Conclusioni - Se dunque è legittima la determinazione dei ricavi effettuata in modo analitico-induttivo, anche in presenza di una contabilità formalmente corretta, ma di cui sia provata, in base ad "altri dati e notizie" raccolti nei modi prescritti dagli artt. 32 D.P.R. 600/73 e 51 D.P.R. 633/72, l'intrinseca inattendibilità, non bisogna altresì dimenticare il disposto dell'art. 39, comma primo, lett. c), D.P.R. 600/73, che "consente di procedere alla rettifica del reddito anche quando l'incompletezza della dichiarazione risulta dai verbali relativi ad ispezioni eseguite nei confronti di altri contribuenti" (cfr 25643/15; 9210/11; 28342/05).

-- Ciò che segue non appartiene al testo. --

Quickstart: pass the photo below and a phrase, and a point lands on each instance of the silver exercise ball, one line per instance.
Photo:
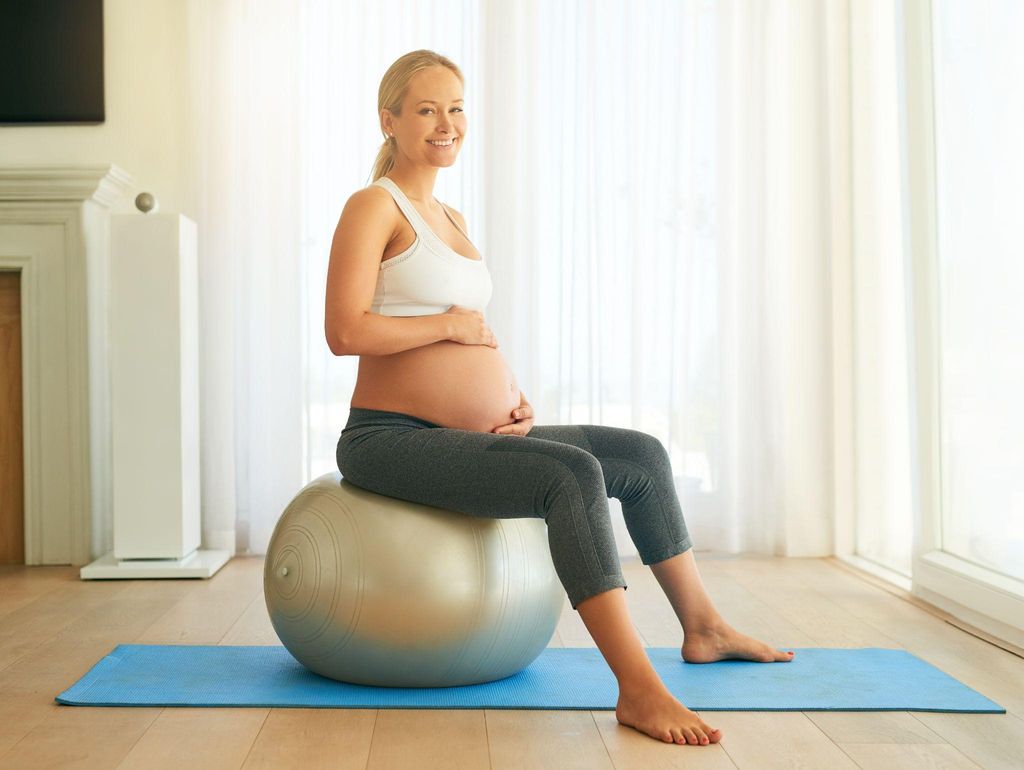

Nondimeno, una volta che l'esistenza di attività non dichiarate sia desumibile anche sulla base di presunzioni semplici originate dagli accertamenti condotti presso terzi e dai dati e dalle notizie che l'amministrazione abbia appreso all'esito degli stessi, tale procedura genera gli effetti propri della prova per presunzioni della condotta evasiva, rispetto alla quale non solo non è oppostamente invocabile la regolarità formale della contabilità tenuta dal contribuente, ma neppure è sostenibile che l'amministrazione debba assolvere un onere probatorio ulteriore, essendo invece il contribuente, in ossequio alle regole che governano la ripartizione dei compiti probatori, tenuto a dare la prova dei fatti impeditivi, modificativi o estintivi della pretesa erariale.